Agrobacterium is a genus of Gram-negative bacteria established by H. J. Conn that uses horizontal gene transfer to cause tumors in plants. Agrobacterium tumefaciens is the most commonly studied species in this genus. Agrobacterium is well known for its ability to transfer DNA between itself and plants, and for this reason it has become an important tool for genetic engineering.

 

Some crops have been genetically engineered to be resistant to glyphosate (i.e. Roundup Ready, also created by Monsanto Company).
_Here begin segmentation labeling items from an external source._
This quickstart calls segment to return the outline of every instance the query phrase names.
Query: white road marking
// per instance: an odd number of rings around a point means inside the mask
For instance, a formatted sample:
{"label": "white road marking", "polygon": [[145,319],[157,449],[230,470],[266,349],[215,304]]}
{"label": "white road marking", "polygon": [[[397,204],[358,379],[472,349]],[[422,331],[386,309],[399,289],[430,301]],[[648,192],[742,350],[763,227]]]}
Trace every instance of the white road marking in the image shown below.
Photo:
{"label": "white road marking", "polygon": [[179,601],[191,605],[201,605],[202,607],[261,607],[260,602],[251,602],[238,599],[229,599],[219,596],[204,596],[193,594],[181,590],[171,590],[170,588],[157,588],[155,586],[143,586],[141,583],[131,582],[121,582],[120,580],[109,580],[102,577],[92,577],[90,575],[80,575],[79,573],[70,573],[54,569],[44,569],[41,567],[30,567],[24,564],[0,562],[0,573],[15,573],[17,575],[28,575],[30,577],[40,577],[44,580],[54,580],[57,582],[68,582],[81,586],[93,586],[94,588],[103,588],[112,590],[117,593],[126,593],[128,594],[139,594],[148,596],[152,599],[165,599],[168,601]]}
Such crops allow farmers to use glyphosate as a post-emergence herbicide against both broadleaf and cereal weeds, but the development of similar resistance in some weed species is emerging as a costly problem.

 

Plants that can be made to have enhanced glyphosate tolerance include, but are not limited to, Acacia, alfalfa, aneth, apple, apricot, artichoke, arugula, asparagus, avocado, banana, barley, beans, beet, blackberry, blueberry, broccoli, brussels sprouts, cabbage, canola, cantaloupe, carrot, cassava, cauliflower, celery, cherry, cilantro, citrus, clementines, coffee, corn, cotton, cucumber, Douglas fir, eggplant, endive, escarole, eucalyptus, fennel, figs, forest trees, gourd, grape, grapefruit, honey dew, jicama, kiwifruit, lettuce, leeks, lemon, lime, Loblolly pine, mango, melon, mushroom, nut, oat, okra, onion, orange, an ornamental plant, papaya, parsley, pea, peach, peanut, pear, pepper, persimmon, pine, pineapple, plantain, plum, pomegranate, poplar, potato, pumpkin, quince, radiata pine, radicchio, radish, raspberry, rice, rye, sorghum, Southern pine, soybean, spinach, squash, strawberry, sugarbeet, sugarcane, sunflower, sweet potato, sweetgum, tangerine, tea, tobacco, tomato, turf, a vine, watermelon, wheat, yams, and zucchini.

 

Current Roundup Ready crops include soy, maize (corn), sorghum, canola, alfalfa, and cotton, with wheat still under development. These cultivars greatly improved conventional farmers' ability to control weeds, since glyphosate could be sprayed on fields without damaging the crop. As of 2005, 87% of U.S. soybean fields were planted with glyphosate-resistant varieties.